Sorry for the late posting! Crazy day/week!
My next recommendation is a book by Doug Lemov, who you may know from the book Teach Like a Champion or its follow-up, Teach Like a Champion Field Guide. Both are terrific, all about better ways to teach. I recommend them, too!
But today I'll look at Doug's most recent book (along with co-authors Erica Woolway and Katie Yezzi), Practice Perfect: 42 Rules for Getting Better at Getting Better.
This is all about the art (and science, in some cases) of practice. Using examples from top-level athletes and established teachers, as well as those in business or even long-time surgeons, the authors show how deliberately engineered and designed practice can make us better at almost anything we do (this quoted from the inside dust jacket, but very accurate. The fact that they don't use musicians in their examples won't get in the way of figuring out how better to teach your students, or rehearsing/practicing with your choir to make them better.
Since much of what they did in looking at champion teachers was to try to find ways to get other, less experienced or less skilled teachers to learn how to follow those models, they discovered that it was important for them to find better ways for the teachers to practice their new skills. Otherwise they weren't successful. So now they had to discover the rules of successful practice, or their teaching technique wouldn't improve.
I'll give a random set of examples of chapter titles ("Rules") to give you an idea:
Encode Success
Let the Mind Follow the Body
Unlock Creativity . . . with Repetition
Practice "Bright Spots"
Correct Instead of Critique
Isolate the Skill
Integrate the Skills
Make Each Minute Matter
Shorten the Feedback Loop
Describe the Solution (Not the Problem)
Break Down the Barriers to Practice
Make it Fun to Practice
Leverage Peer-to-Peer Accountability
Walk the Line (Between Support and Demand)

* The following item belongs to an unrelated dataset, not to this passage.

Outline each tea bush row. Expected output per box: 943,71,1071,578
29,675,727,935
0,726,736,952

Some of these won't be clear until you read the chapters (and remember, there are 42 "rules"). But it should give you an inkling of what's going on here.
Just as an example, "Shorten the Feedback Loop." This built on John Wooden's teaching (you can find a series I wrote about him here, fourteen posts about Coach Wooden's technique and approach): as a former player noted, "he believed correction was wasted unless done immediately" — in other words, without quick correction, the player was building in the wrong thing–practicing the incorrect thing.
I wrote about this in terms of work with my choirs telling them the difference between scrimmage and drill. In a scrimmage, we're looking at a game (for us, concert) situation in practice–running through a section or complete piece. Whereas in drill, we focus on fewer things, much repetition, and constant corrections. While we need both (and the percentage spent in each will change as we get closer to the concert), without lots of drill, certain things simply won't get better. It's focused drill, with constant feedback, that will make the choir better in the shortest time. We still have to mix in scrimmage, otherwise they don't know how to get through a section or piece, but that's a matter of balance. I also discovered that my students quickly got the idea of the importance of drill and this made them much more patient with the quick start/stop/correction/sing it again of drill. As I put it in an earlier post, it greatly increased the density of accomplishment in my rehearsals.
I'm still reading and re-reading this book in little chunks, then thinking about how a particular technique or way of thinking might apply to me in my work with choirs. I suspect I will for a long time. And I hope you'll find it valuable, too!